Cinq minutes pour comprendre :
Retrouvez ici l’interview TV sur ce thème dans l’émission Ecorama du 05/10/2015

1/ Des revenus de 6% par an et un capital garantis en investissant dans des panneaux solaires, c’est possible ?
Non, c’est du vent, pour les panneaux solaires comme pour les éoliennes d’ailleurs ou n’importe quel autre projet d’entreprise sollicitant l’argent des épargnants. C’est assez agaçant de voir que des intermédiaires peu scrupuleux continuent régulièrement à exploiter la crédulité des épargnants en leur faisant miroiter des avantages et des caractéristiques illusoires. L’autorité des marchés financiers a d’ailleurs publié une mise en garde des investisseurs contre les risques d’investissements France Energies Rendement faisant miroiter des rendements prétendument assurés de 4 à 7% par an. Le problème est que ces promesses sont présentées de façon assez crédibles pour les néophytes, avec un baratin qui fait sérieux, alors qu’elles sont parfaitement trompeuses.

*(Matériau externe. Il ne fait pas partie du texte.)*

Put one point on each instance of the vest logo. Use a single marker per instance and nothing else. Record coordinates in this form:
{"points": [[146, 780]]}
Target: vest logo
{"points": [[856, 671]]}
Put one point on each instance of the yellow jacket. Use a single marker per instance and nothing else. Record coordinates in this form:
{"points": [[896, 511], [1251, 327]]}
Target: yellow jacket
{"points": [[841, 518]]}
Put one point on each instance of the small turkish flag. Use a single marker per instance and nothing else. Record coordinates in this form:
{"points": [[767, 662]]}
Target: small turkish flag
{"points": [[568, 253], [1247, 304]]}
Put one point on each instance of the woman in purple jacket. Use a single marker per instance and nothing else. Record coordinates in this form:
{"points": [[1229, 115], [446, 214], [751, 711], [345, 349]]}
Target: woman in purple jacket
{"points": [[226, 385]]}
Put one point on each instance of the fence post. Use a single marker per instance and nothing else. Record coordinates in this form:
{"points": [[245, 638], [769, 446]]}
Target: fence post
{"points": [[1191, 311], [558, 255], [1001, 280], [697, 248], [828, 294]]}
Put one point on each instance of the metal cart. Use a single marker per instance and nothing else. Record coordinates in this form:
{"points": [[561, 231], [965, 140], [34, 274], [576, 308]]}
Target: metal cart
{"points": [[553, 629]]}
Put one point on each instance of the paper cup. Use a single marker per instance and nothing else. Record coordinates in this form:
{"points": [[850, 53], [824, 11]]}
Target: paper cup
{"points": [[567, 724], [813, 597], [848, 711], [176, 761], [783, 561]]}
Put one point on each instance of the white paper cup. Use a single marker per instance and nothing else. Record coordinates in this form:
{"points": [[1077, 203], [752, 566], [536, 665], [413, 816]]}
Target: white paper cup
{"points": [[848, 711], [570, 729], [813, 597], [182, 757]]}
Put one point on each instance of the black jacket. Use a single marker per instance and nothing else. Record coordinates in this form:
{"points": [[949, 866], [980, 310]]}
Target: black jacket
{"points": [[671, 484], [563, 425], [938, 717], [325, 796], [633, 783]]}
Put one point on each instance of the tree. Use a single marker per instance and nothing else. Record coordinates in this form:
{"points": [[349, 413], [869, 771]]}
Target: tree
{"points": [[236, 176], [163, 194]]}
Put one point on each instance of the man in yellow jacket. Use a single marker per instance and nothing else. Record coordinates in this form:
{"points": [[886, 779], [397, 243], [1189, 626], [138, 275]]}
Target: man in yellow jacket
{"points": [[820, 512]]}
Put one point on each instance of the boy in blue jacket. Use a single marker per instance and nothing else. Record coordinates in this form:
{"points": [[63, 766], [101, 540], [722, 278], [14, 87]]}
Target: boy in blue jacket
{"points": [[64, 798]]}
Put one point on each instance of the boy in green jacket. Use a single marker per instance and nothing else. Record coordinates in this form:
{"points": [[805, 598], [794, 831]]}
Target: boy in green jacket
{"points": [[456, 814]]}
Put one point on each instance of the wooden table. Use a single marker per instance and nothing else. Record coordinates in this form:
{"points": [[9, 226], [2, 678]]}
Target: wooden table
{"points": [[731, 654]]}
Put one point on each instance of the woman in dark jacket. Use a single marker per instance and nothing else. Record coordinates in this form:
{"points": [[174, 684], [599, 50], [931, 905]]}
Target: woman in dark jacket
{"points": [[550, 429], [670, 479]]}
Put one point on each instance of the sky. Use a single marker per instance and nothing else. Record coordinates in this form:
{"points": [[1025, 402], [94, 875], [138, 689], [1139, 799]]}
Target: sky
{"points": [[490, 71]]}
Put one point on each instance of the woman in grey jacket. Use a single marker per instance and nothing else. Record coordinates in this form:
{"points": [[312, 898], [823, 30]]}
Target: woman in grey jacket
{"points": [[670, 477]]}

2/ On se doute bien qu’il y a un loup quand on reçoit une proposition d’investissement promettant 6% de rendement à capital garanti, mais en quoi est-ce trompeur ?
C’est trompeur car ces garanties n’ont pas beaucoup plus de valeur que la parole d’honneur d’un bonimenteur de foire. Ce sont des promesses en l’air qui ne reposent sur absolument aucune sécurité financières sérieuse, mais seulement sur la bonne parole de celui qui les fait.

3/ Mais peut-on écrire dans une brochure commerciale que l’on promet 6% de revenus et la garantie du capital s’il n’y a rien derrière ?
Justement, toute la tromperie est là, car il y a bien un habillage qui laisse croire que ces revenus et le remboursement du capital seraient effectivement garantis, mais cet habillage n’a absolument pas la solidité juridique ni la sécurité financière que les épargnants sont en droit d’attendre quand on leur fait de telles promesses.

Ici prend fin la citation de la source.